I’ve never worked in an office during the school summer holidays before. For the last few years I was a Stay At Home Mum, which meant all the childcare was thus sorted and totally taken care of; aka the twins predominately spent every single day of their long break with me. Mum, Harry & Lottie.
My new role (in HR Management), that I started just under 6 months ago, is part-time, three days a week. And so, during a large chunk of July, I pretty much spent it planning for the entire six weeks’ school holidays. Covering the twins every day with either holiday club, a day off, using my Husbands holidays, or asking our parents to come and stay. It required organisational skills on a whole other level.
We’re almost a week into the start of the summer holidays now – and so far so good. I’m finding that I’m being forced to switch off during my days at home with the children, which is rather nice. Of course work is still swirling around my head (I can also feel my work phone bursting full with notifications and emails) but I’m determined to try to separate out the two parts of my life as much as I possibly can during the weeks ahead. When I am at home, I’m Mum, when I’m at work, I’m working.

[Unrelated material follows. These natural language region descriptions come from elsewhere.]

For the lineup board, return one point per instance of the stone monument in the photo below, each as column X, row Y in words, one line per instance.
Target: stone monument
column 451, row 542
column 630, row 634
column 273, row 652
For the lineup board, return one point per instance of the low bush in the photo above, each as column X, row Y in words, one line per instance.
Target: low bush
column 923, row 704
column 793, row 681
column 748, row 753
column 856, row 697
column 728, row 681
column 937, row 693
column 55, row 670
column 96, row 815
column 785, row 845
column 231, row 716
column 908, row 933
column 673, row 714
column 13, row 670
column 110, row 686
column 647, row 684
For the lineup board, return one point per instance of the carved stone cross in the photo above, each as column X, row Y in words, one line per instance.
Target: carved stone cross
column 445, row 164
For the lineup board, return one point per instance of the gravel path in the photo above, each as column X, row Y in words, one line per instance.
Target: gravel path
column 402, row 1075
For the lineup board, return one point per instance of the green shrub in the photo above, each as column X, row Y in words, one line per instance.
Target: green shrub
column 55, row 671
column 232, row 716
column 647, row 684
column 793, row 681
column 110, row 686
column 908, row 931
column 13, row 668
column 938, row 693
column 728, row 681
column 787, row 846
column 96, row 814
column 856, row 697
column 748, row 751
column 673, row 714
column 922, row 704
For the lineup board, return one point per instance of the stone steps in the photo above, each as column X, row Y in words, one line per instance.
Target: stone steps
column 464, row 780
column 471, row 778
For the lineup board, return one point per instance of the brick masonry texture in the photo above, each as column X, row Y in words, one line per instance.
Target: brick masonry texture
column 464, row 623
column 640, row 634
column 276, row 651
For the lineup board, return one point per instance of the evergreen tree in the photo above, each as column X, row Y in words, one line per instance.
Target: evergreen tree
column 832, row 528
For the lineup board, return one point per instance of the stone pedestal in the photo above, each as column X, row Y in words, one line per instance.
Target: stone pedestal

I’m also adamant, that when I am in Mother-mode, I’m not going to succumb to the Instagram influence. We all know of it; the needing to be here, there and everywhere, and sharing it ALL online, in order to be perceived as a good parent this summer. Slower days at home, local trips, and being together is often enough for us, and I plan to build a lot of this into our summer. We live in the countryside, in a beautiful part of Worcestershire, so simply going for a long walk, a paddle in our local river, or hitting our favourite park with a picnic, is enough. I’m realising more and more these days that my twins just purely want me…and it doesn’t matter where we are, or how much I spend. They love it when my phone is away, I am laughing and present, I am engaging with them. My full attention.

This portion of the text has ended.